Well Saturday we are going to pick up our bottle buckling that was born yesterday from Roll Farms  
You can see pictures she posted on her website..ruby's twins at the top of the page, he's on the right 
http://www.rollfarms.com/id33.html
He's in need of a name, all suggestions welcome!


----------



## JaLyn (Oct 10, 2012)

I too live in southern indiana..He's a doll..Are you wanting reg name ideas or pet name ideas?


----------



## goatnutty (Oct 9, 2007)

We live in new Alsace near sunman. And he won't be registered as he is being shown as a 4h market wether so any name


----------



## JaLyn (Oct 10, 2012)

Dante, Brodie, Brock, Remy, River (my sons middle name lol),


----------



## goatnutty (Oct 9, 2007)

I like those! I got his brother last year and named him ruger so might keep a similar theme


----------



## JenVise (Dec 7, 2012)

Remington would be a cute name if his brother is Ruger....


----------



## JenVise (Dec 7, 2012)

Then you could get two more and name them Smith & Wesson


----------



## WhisperingWillowNDG (Jul 20, 2011)

I named my boxer Winchester ;-) have a sign that says "Property protected by Winchester" LOL! We were thinking of getting him a buddy and name him Ruger lol!


----------



## fiberchick04 (Mar 8, 2010)

Savage is another gun brand.
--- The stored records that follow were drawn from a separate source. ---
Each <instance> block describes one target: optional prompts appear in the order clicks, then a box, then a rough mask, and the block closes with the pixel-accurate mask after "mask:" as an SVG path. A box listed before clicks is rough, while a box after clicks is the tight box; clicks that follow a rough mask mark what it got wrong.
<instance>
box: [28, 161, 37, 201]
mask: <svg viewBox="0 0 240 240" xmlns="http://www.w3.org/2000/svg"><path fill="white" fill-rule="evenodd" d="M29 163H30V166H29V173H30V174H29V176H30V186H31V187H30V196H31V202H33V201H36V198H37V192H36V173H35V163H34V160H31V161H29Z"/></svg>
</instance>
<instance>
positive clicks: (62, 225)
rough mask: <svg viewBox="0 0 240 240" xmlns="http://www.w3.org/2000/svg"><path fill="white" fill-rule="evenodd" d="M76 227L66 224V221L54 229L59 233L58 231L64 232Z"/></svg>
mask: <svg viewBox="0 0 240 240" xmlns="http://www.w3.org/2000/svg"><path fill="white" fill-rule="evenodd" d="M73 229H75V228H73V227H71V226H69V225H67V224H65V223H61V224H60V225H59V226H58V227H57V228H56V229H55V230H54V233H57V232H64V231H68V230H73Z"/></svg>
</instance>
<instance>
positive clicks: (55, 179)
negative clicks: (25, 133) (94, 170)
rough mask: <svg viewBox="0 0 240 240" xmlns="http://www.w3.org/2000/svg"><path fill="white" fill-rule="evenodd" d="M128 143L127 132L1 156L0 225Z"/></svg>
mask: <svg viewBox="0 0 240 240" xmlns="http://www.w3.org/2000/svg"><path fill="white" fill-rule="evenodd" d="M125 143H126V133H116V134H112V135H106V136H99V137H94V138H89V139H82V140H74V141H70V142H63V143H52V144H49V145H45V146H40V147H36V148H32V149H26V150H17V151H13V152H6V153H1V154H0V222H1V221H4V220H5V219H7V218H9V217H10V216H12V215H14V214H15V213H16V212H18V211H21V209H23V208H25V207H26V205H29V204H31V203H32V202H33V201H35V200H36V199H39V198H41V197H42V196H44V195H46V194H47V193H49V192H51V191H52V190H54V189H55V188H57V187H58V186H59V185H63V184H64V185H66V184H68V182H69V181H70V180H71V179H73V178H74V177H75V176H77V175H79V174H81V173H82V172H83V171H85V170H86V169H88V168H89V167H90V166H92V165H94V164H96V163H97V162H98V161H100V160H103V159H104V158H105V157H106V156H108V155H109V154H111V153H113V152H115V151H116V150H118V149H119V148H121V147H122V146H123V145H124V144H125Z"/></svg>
Weatherby. 1911. Bersa. He's adorable!


----------



## JenVise (Dec 7, 2012)

Small world! I have a cocker spaniel named Winchester


----------



## goatnutty (Oct 9, 2007)

If Bessie has twin boys I'd name them Smith & Wesson..possibly going with savage or Remington if I stick with that or colt..any thing else? And thanks I'm already in love


----------



## JaLyn (Oct 10, 2012)

Sedrick..pronounced said rick..


----------



## goatnutty (Oct 9, 2007)

Makes me think of cedric diggery from Harry potter lol


----------



## dem1960 (Dec 30, 2012)

goatnutty said:


> We live in new Alsace near sunman. And he won't be registered as he is being shown as a 4h market wether so any name


Remington winchester


----------



## goatnutty (Oct 9, 2007)

Thanks guys..Austin and I decided on Colt but we won't know till we meet him in the morning


----------



## goatnutty (Oct 9, 2007)

Here he is


----------



## JenVise (Dec 7, 2012)

Cute! He looks a lot like my Marigold.


----------



## goatnutty (Oct 9, 2007)

Thanks we love him already


----------



## happybleats (Sep 12, 2010)

Buckshot would be cute too...love all the names..might steal a few lol..


----------



## goatnutty (Oct 9, 2007)

I like that, but Austin says his name is colt and it's not debatable


----------